Al ver los retiros, sentí algo que no había sentido desde Vietnam: un pánico repentino que me hizo temblar las manos. El banco finalmente lo revirtió, pero la vergüenza persistió. No solo me estafaron con el dinero. Me robaron la ilusión de que aún era el tipo de hombre que las mujeres deseaban.

Intenté tomármelo con humor. Le dije a mi esposa que había sido víctima de un engaño amoroso por internet. No le hizo gracia. Simplemente negó con la cabeza y dijo: «Eres demasiado inteligente para eso».

Le dije: “Aparentemente no”.

¿Y ahora qué? ¿Me someto a citas solo por dinero? ¿Me convierto en un sugar daddy solo para seguir en el juego?

No quiero pagar por intimidad. No porque crea que esté mal, sino porque confirmaría mis peores temores: que el tipo de deseo que anhelo se ha vuelto inalcanzable con el paso del tiempo. No quiero compañía por horas ni afecto que termine con una solicitud de dinero. Quiero creer que alguien aún podría quererme por cómo escucho, por las historias que cuento, por el cariño que ofrezco. Es una tontería, lo sé. Pero es la última libertad que me queda: fingir que el romance y la vanidad son lo mismo.

Empecé a darme cuenta de lo desigual que se siente el intercambio. Los hombres de mi edad todavía buscan ternura y pasión. La mayoría de las mujeres de mi edad buscan estabilidad y cariño. Cada uno anhela algo que el otro no puede dar del todo. Quizás ese sea el verdadero precio del amor libre: que tarde o temprano, se acaba.

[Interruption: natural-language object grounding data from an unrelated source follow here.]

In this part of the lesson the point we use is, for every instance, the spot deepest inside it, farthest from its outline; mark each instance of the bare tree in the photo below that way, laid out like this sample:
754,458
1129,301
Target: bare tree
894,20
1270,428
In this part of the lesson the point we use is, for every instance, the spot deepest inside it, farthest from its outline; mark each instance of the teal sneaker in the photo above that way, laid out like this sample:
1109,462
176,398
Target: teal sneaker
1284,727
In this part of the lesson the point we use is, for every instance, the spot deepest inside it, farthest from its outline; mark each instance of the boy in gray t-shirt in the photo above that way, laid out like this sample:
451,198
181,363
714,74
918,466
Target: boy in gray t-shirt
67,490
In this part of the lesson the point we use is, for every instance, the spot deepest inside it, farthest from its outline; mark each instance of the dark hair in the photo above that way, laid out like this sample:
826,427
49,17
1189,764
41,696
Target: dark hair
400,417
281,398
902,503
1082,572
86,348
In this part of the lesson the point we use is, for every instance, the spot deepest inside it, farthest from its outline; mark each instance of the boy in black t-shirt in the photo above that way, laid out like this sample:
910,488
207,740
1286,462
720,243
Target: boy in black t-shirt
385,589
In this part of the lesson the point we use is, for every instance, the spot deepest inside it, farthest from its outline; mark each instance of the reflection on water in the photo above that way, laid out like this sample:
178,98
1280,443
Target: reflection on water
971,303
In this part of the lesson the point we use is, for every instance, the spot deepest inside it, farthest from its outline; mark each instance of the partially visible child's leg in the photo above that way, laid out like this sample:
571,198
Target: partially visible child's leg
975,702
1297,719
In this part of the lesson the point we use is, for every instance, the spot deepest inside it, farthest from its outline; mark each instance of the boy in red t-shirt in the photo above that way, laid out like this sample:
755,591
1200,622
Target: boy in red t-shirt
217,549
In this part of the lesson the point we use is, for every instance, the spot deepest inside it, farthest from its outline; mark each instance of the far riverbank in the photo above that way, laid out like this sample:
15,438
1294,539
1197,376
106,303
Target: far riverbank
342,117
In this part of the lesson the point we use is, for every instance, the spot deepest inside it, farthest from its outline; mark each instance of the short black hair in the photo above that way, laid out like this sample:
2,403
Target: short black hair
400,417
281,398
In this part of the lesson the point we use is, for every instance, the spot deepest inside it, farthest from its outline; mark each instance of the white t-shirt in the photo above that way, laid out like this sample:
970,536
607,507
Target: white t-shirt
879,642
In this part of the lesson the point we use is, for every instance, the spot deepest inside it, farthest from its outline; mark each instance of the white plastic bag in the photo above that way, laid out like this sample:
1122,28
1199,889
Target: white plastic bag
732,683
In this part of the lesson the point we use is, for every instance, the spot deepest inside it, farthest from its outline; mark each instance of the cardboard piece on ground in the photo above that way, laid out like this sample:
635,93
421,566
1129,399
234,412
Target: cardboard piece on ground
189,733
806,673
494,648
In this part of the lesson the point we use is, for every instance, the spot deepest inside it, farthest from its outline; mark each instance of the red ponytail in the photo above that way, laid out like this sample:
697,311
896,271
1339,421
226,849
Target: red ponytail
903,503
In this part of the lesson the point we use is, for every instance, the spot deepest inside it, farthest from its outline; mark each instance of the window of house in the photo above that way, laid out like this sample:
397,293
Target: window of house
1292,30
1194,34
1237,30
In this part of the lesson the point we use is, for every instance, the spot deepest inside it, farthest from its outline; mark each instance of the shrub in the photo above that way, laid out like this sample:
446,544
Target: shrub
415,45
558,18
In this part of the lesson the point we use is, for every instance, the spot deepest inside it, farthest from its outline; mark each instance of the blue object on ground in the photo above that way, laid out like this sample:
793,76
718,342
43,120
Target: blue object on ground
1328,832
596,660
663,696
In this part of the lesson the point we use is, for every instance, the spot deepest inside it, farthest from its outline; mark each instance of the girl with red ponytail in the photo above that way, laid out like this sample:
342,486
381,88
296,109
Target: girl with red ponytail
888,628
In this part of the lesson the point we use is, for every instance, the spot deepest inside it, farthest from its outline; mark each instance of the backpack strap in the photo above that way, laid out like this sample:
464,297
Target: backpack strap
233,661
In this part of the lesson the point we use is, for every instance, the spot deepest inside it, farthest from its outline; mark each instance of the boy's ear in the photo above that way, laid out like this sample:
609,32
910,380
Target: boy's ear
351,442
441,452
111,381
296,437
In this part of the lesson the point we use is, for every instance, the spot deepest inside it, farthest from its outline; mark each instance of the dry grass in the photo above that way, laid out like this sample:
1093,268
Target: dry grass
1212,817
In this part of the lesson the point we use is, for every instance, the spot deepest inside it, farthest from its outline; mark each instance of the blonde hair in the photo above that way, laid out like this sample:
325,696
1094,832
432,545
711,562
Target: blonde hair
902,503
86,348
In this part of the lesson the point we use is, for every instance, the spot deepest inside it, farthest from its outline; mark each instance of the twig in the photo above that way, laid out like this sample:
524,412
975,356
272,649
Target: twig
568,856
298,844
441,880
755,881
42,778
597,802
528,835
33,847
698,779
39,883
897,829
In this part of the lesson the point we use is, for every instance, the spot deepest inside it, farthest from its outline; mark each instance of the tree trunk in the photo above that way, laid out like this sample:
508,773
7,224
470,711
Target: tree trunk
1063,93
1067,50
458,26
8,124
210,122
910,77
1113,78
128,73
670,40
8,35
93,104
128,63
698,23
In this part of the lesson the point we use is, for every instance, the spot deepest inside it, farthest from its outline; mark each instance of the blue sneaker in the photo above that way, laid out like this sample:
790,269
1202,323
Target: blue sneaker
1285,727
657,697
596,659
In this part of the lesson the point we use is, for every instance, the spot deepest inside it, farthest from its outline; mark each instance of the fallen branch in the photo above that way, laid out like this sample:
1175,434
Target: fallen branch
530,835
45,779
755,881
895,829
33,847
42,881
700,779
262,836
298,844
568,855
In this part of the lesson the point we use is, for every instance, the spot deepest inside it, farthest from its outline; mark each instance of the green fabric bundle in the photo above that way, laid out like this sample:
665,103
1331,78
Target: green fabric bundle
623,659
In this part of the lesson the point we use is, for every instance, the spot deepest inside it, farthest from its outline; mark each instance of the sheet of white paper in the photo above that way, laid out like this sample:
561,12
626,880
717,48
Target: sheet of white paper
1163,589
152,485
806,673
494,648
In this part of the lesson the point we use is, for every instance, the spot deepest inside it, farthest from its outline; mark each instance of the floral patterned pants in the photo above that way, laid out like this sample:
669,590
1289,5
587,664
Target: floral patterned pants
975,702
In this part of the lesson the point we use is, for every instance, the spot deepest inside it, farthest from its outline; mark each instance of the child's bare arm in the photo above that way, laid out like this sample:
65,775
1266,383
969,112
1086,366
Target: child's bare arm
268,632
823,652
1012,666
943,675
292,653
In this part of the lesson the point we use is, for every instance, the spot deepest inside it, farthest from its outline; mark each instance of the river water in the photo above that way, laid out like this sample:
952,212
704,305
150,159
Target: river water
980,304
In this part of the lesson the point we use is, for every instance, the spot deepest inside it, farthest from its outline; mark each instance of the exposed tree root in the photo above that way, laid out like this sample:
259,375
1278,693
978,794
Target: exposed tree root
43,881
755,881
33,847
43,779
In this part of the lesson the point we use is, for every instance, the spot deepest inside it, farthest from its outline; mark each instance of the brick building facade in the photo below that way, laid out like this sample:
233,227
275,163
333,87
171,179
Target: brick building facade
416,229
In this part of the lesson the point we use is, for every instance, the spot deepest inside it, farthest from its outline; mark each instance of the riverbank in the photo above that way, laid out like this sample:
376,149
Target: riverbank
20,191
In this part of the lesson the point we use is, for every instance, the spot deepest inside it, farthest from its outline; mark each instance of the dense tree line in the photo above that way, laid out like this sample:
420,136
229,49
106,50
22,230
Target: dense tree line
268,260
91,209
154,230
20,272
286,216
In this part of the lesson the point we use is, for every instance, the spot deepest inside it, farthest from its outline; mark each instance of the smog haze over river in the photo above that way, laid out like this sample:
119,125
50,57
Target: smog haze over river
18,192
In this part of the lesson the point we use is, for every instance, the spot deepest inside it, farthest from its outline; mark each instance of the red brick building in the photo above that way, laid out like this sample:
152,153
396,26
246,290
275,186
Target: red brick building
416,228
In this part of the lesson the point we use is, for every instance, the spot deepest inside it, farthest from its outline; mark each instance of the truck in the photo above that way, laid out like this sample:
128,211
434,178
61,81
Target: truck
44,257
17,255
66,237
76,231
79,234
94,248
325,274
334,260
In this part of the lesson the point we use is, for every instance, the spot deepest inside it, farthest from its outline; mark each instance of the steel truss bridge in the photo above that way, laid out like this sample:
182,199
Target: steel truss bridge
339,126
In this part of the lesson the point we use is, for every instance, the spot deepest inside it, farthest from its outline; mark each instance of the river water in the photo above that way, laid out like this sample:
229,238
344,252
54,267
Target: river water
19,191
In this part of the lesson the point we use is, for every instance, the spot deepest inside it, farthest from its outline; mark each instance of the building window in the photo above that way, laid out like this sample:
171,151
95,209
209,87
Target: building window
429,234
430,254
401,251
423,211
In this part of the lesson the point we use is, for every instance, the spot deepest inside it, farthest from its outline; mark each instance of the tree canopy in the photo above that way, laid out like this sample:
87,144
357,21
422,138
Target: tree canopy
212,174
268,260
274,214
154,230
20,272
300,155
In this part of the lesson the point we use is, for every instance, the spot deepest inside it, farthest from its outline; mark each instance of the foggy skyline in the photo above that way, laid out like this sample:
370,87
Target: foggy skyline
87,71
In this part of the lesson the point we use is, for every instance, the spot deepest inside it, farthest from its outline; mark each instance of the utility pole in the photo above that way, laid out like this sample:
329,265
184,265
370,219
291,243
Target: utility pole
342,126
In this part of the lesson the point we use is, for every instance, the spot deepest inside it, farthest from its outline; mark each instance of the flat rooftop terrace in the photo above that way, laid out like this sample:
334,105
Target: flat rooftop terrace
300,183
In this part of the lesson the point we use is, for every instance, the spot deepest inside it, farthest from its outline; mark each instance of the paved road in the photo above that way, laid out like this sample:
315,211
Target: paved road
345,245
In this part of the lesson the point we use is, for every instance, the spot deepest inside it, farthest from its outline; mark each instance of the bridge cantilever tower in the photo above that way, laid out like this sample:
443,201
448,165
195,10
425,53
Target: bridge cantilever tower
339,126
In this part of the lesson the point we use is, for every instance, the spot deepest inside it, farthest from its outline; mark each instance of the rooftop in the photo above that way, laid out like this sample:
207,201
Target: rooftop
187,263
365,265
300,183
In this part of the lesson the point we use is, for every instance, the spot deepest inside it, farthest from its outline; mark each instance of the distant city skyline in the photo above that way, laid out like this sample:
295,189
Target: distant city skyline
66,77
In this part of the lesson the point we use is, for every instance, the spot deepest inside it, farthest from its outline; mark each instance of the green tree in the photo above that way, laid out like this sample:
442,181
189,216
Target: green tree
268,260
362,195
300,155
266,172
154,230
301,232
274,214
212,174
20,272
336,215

He borrado todas las aplicaciones: Feeld, Tinder, las que quedaban. Me digo a mí mismo que me conformo con las caminatas y las citas para tomar café. Pero algunas noches, cuando mi esposa duerme a mi lado, pienso en la cooperante, la bailarina veinteañera, la mujer portuguesa. En realidad, nunca se trató de ellas. Se trataba de ser el hombre que aún podía llamar la atención.